Friday marked the 100th anniversary of the nickname Trojans to be used to describe USC athletic teams.

The famed moniker was first seen in the Los Angeles Times when sports writer Owen Bird wrote a column previewing a track meet between USC and Occidental College.

“The Oxy Tiger will be seen in action for the first time this season, in the clash with Dean Cromwell’s USC Trojans on the Bovard cinder trail,” Bird said in his column.

In 1912 USC student-athletes ceased to be called the Methodists, Wesleyans and Cardinals.

When asked decades later why he chose the name “Trojans,” Bird said that USC athletes “were facing teams that were bigger and better-equipped, yet they had splendid fighting spirit. The name Trojans fitted them.”

J.K. McKay, senior associate athletic director, said this legacy is what makes the Trojan tradition so unique.

“We definitely take seriously our tradition and remember our past,” McKay said. “I’ve been a Trojan since my dad became the head football coach when I was seven. The ‘Fight On!’ mindset has been an important part of my life ever since.”

To honor the legacy and commemorate the anniversary of the Trojan moniker, the Athletic Department is launching a 100 Years as Trojans celebration, which will feature its own unique logo to be used for various events.

The festivities began Friday as the baseball team defeated Akron and the No. 1 men’s tennis team defeated San Diego State and University of San Diego.

McKay said 2012 marks the anniversary of many important events in USC Athletics’ history.

“There seem to be a lot of anniversaries to celebrate in 2012,” McKay said. “In addition to 100 years as Trojans, 60 years ago my dad led USC to its very first national championship in football. This is also the 50-year anniversary of arguably the most successful Trojan football season in history. The 1972 team that I played on went undefeated the entire season, winning the Rose Bowl and national championship.”

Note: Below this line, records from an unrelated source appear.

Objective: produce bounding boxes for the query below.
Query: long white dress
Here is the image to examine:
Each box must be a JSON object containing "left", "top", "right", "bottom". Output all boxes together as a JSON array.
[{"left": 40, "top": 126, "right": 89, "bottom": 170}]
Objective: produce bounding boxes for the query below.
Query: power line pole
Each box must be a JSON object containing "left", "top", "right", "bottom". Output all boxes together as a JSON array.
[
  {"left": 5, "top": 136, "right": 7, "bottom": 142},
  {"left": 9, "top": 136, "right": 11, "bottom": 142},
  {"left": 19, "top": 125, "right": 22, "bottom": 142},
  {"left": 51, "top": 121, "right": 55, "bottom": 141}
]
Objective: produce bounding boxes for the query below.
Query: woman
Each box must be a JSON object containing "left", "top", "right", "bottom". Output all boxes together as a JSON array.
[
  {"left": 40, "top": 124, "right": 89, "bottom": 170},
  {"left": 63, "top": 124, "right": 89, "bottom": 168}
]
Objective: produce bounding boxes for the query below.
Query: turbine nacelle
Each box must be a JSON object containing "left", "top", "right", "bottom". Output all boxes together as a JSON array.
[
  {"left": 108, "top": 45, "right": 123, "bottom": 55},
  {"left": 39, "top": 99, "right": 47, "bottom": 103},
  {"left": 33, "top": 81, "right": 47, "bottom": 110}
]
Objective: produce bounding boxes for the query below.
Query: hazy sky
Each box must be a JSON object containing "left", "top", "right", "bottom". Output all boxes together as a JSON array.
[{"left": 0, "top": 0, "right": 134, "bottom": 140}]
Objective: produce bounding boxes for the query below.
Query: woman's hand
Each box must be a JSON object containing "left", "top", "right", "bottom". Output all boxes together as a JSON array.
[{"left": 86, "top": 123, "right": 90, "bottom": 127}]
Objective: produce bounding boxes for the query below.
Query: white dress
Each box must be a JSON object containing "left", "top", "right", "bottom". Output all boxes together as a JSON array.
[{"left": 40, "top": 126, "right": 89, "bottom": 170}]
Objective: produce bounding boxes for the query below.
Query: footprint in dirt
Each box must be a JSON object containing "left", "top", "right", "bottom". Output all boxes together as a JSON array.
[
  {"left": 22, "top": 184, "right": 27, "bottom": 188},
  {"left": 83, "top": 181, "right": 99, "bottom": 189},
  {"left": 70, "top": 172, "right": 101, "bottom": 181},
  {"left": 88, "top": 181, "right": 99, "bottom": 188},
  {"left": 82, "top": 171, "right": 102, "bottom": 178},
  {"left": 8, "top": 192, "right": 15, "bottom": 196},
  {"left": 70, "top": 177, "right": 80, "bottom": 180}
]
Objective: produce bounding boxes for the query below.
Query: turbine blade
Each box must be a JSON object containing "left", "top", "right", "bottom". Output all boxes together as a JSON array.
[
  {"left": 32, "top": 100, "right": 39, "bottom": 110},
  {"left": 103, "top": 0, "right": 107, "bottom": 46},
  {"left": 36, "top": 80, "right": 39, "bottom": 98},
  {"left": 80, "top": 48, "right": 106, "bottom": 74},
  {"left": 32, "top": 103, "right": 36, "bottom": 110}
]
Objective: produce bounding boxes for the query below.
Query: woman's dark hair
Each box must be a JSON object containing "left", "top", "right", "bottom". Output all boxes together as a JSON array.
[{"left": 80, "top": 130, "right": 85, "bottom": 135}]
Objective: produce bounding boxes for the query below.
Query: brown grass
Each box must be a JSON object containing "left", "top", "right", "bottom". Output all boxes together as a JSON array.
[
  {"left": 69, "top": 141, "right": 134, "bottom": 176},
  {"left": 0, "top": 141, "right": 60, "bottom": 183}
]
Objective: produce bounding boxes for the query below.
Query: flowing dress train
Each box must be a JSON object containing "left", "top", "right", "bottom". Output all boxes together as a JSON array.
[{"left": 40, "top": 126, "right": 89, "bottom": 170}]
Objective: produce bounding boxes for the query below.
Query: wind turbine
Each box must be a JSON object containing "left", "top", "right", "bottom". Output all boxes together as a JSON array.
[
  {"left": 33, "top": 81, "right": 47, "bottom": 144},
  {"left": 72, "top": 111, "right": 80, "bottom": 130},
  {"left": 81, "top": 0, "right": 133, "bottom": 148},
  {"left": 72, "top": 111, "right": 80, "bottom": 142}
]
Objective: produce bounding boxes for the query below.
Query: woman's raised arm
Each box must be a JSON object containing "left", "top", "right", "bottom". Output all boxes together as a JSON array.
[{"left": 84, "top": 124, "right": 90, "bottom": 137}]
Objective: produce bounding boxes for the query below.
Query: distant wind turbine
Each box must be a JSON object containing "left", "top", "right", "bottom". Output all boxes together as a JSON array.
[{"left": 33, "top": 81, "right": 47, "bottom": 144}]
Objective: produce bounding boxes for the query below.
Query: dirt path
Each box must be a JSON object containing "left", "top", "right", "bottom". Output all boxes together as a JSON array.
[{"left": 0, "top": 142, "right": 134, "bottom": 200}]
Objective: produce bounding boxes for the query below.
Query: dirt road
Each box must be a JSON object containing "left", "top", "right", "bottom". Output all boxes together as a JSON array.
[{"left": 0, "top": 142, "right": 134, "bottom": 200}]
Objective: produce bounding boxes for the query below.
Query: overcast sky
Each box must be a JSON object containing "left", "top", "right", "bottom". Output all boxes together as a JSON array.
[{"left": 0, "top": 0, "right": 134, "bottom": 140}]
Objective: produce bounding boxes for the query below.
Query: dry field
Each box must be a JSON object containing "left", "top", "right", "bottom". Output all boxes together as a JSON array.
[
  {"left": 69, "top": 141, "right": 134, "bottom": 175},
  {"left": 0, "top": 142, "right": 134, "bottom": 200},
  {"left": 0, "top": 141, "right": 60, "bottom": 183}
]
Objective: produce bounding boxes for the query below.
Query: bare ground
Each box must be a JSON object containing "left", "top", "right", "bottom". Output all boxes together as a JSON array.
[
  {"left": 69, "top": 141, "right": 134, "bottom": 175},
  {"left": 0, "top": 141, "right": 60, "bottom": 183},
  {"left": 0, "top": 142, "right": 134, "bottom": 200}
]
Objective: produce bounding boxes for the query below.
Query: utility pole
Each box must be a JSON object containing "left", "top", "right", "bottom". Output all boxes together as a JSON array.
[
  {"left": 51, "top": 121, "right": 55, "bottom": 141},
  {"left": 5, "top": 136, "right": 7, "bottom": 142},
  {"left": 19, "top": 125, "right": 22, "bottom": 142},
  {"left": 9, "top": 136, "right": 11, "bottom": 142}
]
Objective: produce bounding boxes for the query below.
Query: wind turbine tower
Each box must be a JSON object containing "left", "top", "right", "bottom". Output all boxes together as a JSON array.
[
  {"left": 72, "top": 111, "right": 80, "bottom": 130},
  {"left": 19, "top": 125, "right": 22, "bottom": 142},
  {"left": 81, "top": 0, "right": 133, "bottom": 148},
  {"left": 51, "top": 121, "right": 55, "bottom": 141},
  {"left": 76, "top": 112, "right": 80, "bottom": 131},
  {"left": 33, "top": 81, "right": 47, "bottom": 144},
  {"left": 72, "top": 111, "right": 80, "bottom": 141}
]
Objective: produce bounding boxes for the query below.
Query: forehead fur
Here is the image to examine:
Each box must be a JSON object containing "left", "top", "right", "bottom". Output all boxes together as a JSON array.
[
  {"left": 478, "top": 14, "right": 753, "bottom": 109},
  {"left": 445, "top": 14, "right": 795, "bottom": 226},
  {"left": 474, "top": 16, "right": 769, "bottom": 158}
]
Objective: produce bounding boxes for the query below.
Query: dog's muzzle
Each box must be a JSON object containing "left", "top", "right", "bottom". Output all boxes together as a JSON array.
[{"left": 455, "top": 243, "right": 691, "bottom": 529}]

Under the Trojan nickname, USC has won 116 national championships and 393 USC students have competed in the Olympic Games.

Clara Hill, a senior majoring in international relations, said the Trojan name represents not only USC Athletics, but also the university as a whole.

“Everyone I’ve encountered here is ready to take on the next challenge and go the extra mile,” Hill said. “Being a Trojan means fighting on even when things get hard.”

Sam Lejfer, a freshman majoring in business administration and cinematic arts, said the ideals of a Trojan are present in all USC students.

“The name Trojans symbolizes what it means to fight on despite the circumstances,” Lejfer said. “It’s not just a mascot; it’s an ideal embodied in every student.”

1 reply
  1. Jon
    Jon says:

    I beat JK to Trojan status by a couple of years. I was ten when my dad (who was at SC in the twenties), and I went to the Coliseum to see SC play Notre Dame in 1950. We were late. It was cool and foggy. The Coliseum was covered in ivy and the pigeons flew in flocks. We could hear the massive crowd long before we got into the stadium, and once we emerged from a tunnel the noise was stunning because Jim Sears was running a kickoff back for a TD. Gifford and Carmichael also had good afternoons; and Gifford, especially, seemed to be all over the place. Was I stuck on USC from that point on? Just ask anyone who has had to suffer my presence watching SC football.